Will 2 glofishes each of different colors but of the same species (either danio or tetra) still count as school? Or do they have to be 5-6 of the same color to be considered as a school?
Color shouldn’t be considered. At least I could not find any evidence that it played a role.
Hi there! Just new a real fish tank. We have a twenty gallon long. With a heater, bubble and filter. We have 5 neons, two bottom feeders, 3 pearl danios, and 2 blood tetras (they’re bigger).
I have a male betta in a fish bowl in my bedroom. Can I add him to this tank?
And can I get any more fish to make a school for the danios?
I would not recommend adding the little guy to that tank. In my experience, this is a recipe for disaster, even if all fish involved are somewhat well-behaved.
Onto your second question – sure, add another 3 danios.
Also, did you mean bloodfin tetras by any chance?

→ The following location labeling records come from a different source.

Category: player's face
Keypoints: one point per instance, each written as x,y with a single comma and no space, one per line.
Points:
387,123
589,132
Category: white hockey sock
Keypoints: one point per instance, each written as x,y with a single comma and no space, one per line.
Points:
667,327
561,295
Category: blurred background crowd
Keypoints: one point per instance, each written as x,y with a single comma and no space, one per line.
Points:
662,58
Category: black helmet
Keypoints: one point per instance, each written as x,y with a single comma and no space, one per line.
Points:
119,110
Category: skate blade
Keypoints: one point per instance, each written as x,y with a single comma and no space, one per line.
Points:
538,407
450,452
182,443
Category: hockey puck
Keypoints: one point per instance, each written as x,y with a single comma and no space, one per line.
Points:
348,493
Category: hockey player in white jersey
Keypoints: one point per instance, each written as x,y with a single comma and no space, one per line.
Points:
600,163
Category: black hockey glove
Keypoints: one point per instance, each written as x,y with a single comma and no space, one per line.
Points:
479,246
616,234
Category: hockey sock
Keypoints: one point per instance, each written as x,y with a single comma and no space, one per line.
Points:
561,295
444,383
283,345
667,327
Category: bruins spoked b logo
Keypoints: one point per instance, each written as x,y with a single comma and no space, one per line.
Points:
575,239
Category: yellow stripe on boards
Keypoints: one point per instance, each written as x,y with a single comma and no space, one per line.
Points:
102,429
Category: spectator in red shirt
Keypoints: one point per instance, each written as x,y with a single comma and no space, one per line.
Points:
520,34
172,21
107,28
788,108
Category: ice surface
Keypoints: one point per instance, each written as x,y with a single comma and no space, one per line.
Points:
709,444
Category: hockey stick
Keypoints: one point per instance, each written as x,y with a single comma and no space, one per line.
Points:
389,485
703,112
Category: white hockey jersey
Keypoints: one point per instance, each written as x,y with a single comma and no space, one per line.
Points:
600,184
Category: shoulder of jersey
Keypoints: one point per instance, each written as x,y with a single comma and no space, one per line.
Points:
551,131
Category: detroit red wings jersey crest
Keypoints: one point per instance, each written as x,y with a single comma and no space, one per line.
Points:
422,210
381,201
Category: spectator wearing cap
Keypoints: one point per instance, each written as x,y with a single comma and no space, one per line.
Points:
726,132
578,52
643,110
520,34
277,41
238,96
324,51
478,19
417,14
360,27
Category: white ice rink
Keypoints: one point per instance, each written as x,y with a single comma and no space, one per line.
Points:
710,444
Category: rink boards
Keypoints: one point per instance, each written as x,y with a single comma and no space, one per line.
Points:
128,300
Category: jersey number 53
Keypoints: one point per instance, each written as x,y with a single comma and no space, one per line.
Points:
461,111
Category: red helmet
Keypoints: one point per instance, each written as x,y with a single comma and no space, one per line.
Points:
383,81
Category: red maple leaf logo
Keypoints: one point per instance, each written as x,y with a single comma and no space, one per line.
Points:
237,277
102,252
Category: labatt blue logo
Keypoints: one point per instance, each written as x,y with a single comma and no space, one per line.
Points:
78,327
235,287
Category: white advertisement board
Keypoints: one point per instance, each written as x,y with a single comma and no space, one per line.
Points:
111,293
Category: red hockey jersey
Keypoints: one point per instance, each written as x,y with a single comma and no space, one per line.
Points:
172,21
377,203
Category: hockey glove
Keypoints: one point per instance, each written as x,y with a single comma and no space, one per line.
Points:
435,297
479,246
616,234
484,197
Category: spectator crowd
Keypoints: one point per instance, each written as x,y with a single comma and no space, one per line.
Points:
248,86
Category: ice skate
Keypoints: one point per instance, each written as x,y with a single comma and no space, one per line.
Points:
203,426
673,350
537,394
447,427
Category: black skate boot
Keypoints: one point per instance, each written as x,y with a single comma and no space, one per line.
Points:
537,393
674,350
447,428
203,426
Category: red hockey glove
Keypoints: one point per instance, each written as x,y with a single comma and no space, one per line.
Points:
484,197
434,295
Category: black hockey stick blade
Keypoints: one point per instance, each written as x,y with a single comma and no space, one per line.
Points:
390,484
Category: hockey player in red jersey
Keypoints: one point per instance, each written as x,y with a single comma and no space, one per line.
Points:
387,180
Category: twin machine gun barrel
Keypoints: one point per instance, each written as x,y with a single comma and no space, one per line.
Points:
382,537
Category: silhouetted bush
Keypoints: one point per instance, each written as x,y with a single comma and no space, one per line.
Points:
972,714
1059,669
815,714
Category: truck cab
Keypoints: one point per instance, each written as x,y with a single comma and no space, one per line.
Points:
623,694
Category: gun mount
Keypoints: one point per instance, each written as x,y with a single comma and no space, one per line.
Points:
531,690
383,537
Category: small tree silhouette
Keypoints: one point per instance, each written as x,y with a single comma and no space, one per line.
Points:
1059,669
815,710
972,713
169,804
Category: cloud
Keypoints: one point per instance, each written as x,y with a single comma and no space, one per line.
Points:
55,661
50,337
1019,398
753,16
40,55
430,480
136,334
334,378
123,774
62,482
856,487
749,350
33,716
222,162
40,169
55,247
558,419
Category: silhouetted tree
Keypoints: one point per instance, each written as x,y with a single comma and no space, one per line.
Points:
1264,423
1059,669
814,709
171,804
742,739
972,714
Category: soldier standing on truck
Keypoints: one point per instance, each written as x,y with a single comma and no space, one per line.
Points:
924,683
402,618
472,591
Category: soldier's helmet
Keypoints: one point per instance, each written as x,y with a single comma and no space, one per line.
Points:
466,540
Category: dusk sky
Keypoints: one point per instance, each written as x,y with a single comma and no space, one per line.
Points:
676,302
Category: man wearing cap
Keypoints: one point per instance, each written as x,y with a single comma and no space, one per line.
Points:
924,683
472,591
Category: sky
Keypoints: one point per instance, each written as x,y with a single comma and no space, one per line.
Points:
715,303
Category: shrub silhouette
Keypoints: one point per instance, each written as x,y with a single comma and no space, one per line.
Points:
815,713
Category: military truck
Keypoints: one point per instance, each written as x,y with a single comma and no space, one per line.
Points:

Bloodfin tetras are also schooling fish, but If you add more I’m sure you’ll be pushing it.
One final thing – celestial pearl danios do better in slightly colder temperatures than the other fish in your tank.
I hope this was helpful.
Thank you so much for this great article! We have 3 Glo Tetras in a 30 gal tank. We are moving next month out of state and our belongings will be in storage for 4 months while we wait for our new house to be built. I was thinking of getting a 10 gal tank to set up in our temporary lodging until the movers bring the aquarium with the rest of our furniture. We cannot fit it in our car. When we transport the fish we were going to use a 5 gal bucket with water from the old tank. It’s a 10 hour drive. Then we will set up the small 10 gal tank using that water when we get to our temporary lodging, slowly adding additional water. Any concerns with this plan? When we do get our 30 gal tank set up finally (in October time-frame) we want to add a few more fish to have a larger school!